House Democrats subpoena the SEC's soul: "Who's babysitting the AI trader bots?" 🤖📜
A group of Democratic US House lawmakers is pressing the Securities and Exchange Commission for details on how it oversees investment advice and trading powered by artificial intelligence. In a letter to SEC Chair Paul Atkins dated Tuesday, the legislators warned that platforms offering AI trading agents to retail traders "raises serious questions for investor protection, broker-dealer responsibilities, market integrity, and the accountability of AI developers."
The lawmakers, led by Bill Foster, the top Democrat on the House Financial Services Financial Institutions Subcommittee, and Brad Sherman, the top Democrat on the Capital Markets Subcommittee, said the tools have "operated largely outside the securities regulatory framework" while making "consequential investment decisions on behalf of retail investors." They noted that while current activity may be limited, "there are indications that agentic trading could expand to a broad range of additional products, including options, cryptocurrency, event contracts, and futures." Crypto exchange Coinbase released an AI agent earlier this month integrated into its app, which it said is an SEC- and Commodity Futures Trading Commission-registered financial adviser that can give guidance on trades. The letter also flagged that disclosures accompanying AI agents state that brokerage platforms cannot guarantee the accuracy or suitability of any AI output, nor control, monitor or audit the agents themselves.

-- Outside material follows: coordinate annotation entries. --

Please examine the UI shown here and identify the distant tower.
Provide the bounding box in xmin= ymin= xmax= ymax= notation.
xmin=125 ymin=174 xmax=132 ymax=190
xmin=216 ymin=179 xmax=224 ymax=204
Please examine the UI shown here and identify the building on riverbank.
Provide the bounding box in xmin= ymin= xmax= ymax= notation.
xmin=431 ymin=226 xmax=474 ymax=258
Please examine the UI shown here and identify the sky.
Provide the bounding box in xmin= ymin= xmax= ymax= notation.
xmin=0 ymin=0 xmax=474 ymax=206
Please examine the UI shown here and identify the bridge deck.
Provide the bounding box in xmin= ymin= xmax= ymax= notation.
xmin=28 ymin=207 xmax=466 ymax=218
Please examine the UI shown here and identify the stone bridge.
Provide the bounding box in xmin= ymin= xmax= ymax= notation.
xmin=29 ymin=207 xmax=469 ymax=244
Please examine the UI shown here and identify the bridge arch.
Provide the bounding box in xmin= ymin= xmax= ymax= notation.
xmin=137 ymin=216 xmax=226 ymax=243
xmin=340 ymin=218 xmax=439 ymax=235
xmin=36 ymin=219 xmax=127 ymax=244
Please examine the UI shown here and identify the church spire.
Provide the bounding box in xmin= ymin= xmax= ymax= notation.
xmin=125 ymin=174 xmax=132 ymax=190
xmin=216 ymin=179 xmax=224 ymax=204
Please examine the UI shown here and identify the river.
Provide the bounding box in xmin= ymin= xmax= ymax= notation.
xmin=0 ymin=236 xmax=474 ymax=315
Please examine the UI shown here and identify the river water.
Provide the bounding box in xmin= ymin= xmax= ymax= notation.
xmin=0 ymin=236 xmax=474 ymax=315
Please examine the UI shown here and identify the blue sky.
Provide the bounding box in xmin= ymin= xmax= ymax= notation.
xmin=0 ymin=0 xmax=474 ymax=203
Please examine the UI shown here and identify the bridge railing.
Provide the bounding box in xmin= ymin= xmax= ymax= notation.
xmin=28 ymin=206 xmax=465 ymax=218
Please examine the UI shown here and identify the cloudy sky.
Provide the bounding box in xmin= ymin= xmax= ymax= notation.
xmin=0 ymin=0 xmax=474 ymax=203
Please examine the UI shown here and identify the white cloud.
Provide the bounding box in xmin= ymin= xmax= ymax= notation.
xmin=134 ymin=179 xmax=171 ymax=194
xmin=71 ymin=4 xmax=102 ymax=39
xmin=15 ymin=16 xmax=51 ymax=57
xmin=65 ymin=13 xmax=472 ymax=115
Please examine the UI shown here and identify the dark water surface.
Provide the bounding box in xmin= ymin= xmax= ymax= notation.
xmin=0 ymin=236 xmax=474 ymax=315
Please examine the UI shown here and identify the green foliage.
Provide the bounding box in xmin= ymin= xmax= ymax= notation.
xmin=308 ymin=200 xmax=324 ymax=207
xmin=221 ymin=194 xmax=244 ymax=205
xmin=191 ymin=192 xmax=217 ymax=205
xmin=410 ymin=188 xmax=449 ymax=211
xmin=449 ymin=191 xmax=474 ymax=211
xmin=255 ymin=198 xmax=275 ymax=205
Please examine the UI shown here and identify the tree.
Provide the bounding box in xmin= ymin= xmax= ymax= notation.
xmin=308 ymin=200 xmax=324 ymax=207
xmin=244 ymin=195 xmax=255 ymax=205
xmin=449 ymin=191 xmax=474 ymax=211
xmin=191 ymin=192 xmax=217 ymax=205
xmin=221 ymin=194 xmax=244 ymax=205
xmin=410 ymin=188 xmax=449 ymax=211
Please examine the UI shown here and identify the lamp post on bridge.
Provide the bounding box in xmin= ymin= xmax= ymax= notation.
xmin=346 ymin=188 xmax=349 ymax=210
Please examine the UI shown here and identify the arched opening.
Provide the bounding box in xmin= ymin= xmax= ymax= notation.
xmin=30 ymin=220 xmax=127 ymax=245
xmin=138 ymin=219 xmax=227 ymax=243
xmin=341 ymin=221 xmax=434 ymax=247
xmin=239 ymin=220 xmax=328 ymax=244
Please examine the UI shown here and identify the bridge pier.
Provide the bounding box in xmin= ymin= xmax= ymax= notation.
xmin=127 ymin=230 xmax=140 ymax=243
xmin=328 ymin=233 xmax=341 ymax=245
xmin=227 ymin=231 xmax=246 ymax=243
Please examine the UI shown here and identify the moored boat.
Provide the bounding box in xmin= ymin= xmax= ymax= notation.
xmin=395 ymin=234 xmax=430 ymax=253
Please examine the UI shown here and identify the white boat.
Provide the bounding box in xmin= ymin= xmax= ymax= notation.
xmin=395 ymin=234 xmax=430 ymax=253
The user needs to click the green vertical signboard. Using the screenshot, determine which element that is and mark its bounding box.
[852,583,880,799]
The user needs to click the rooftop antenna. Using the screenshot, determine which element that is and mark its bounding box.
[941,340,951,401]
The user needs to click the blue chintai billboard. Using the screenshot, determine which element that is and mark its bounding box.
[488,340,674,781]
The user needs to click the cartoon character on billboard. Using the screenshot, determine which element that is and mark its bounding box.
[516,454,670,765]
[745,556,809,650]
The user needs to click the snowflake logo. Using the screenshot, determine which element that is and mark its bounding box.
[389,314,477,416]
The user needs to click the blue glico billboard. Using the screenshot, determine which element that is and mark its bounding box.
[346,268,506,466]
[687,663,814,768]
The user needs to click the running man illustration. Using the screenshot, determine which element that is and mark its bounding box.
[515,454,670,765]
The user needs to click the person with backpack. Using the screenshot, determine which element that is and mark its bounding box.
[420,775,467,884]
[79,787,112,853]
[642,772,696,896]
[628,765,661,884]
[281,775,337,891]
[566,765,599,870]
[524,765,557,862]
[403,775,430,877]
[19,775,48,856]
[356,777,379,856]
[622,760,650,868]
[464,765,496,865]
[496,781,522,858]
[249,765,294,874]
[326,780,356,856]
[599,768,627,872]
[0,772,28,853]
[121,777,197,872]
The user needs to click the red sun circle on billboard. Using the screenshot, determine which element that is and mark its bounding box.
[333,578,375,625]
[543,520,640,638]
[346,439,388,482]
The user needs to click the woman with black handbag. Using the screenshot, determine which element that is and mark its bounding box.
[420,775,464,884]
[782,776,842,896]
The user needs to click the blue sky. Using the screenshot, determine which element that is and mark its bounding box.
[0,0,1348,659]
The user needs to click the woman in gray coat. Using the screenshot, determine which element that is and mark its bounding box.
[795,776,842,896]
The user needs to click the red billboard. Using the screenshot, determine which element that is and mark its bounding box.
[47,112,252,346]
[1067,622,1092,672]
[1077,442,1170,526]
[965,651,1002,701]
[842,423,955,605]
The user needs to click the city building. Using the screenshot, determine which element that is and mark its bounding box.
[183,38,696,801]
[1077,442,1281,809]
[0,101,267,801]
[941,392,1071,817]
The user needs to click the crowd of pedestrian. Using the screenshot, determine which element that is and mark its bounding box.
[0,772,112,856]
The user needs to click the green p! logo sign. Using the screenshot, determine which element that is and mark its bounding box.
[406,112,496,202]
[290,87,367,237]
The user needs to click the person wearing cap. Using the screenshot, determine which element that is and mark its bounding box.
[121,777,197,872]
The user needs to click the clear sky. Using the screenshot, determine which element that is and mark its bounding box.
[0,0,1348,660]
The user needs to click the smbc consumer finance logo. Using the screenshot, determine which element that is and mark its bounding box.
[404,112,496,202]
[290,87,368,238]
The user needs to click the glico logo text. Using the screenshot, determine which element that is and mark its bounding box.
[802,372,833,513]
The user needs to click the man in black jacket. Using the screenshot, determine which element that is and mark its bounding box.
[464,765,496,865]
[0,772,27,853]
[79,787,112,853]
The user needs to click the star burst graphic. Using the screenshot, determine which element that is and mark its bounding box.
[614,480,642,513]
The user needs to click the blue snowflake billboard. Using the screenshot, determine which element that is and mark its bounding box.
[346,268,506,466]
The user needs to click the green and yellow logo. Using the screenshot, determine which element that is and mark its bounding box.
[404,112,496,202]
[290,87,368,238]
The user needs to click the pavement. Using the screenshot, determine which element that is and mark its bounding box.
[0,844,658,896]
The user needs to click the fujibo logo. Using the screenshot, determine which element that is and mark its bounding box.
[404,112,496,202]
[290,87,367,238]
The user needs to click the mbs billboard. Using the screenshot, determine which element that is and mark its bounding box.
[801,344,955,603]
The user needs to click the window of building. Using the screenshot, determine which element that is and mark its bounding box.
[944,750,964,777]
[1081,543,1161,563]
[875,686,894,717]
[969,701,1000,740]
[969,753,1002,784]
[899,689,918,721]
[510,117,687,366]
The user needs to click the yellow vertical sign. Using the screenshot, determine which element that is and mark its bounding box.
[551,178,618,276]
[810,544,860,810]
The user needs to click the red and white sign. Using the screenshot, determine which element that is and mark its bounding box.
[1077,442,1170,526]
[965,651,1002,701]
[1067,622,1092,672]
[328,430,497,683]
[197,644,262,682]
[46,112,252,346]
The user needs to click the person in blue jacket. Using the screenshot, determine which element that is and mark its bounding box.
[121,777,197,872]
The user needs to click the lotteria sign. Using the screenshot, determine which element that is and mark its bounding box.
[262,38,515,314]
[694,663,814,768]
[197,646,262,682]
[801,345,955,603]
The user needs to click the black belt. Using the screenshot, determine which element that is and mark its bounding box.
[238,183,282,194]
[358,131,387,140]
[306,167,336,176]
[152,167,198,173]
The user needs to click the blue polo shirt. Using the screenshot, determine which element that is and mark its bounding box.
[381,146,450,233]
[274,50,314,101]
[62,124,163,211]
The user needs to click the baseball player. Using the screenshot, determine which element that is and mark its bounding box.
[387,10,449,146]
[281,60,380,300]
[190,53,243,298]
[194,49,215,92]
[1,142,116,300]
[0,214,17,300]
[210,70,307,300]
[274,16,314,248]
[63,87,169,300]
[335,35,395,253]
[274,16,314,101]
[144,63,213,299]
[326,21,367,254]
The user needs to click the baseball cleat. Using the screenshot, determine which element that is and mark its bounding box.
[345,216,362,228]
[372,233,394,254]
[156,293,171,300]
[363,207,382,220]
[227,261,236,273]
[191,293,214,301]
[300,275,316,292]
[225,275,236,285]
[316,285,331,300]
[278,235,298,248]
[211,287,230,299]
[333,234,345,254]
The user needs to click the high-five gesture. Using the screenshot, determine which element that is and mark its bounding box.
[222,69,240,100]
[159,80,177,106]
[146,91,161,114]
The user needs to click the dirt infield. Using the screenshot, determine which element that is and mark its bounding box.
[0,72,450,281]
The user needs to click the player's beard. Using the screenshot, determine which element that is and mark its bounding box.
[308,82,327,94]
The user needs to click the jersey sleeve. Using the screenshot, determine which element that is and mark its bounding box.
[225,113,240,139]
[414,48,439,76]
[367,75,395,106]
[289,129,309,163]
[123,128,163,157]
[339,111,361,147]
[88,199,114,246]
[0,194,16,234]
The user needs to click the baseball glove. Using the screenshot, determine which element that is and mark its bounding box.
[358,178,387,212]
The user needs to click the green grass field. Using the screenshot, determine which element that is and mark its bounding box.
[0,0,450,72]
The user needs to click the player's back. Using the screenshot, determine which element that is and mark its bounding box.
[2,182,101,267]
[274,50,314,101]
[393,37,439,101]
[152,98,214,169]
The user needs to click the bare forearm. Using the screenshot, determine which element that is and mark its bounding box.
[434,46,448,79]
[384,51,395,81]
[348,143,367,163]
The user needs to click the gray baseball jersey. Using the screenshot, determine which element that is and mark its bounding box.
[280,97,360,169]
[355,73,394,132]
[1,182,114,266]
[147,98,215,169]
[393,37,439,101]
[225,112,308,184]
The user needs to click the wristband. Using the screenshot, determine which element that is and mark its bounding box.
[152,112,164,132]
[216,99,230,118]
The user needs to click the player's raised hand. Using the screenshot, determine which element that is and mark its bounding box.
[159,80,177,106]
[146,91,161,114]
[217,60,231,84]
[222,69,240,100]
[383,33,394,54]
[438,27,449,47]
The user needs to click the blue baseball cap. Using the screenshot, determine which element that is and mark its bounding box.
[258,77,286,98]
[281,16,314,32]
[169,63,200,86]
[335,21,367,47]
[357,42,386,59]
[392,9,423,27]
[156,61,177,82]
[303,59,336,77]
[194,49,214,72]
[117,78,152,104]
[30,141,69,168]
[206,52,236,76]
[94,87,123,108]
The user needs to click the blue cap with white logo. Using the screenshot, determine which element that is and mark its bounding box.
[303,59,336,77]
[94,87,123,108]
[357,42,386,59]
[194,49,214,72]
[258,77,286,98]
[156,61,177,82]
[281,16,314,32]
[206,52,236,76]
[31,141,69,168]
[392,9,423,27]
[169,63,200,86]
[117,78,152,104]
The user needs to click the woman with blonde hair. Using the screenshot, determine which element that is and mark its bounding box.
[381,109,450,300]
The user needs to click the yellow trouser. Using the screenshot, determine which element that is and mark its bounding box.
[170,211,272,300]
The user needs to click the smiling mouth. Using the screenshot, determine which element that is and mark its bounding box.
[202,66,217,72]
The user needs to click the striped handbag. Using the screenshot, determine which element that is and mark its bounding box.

Such disclaimers, the lawmakers wrote, "raise urgent questions about the regulatory treatment of agentic trading tools and create uncertainty regarding legal responsibility among brokers, AI developers and retail investors." The letter asked the SEC to provide written responses to a list of questions by July 31, covering what guardrails or analysis the agency has applied to agents, when an AI agent would need to register, and the extent of its consultations with platforms over AI. It also asked whether the SEC has the authority it needs to address the risks of AI agents, or if it requires congressional action to do so. Representatives Stephen Lynch, Jim Himes, Sean Casten, Rashida Tlaib, Brittany Pettersen and Sylvia Garcia also signed the letter.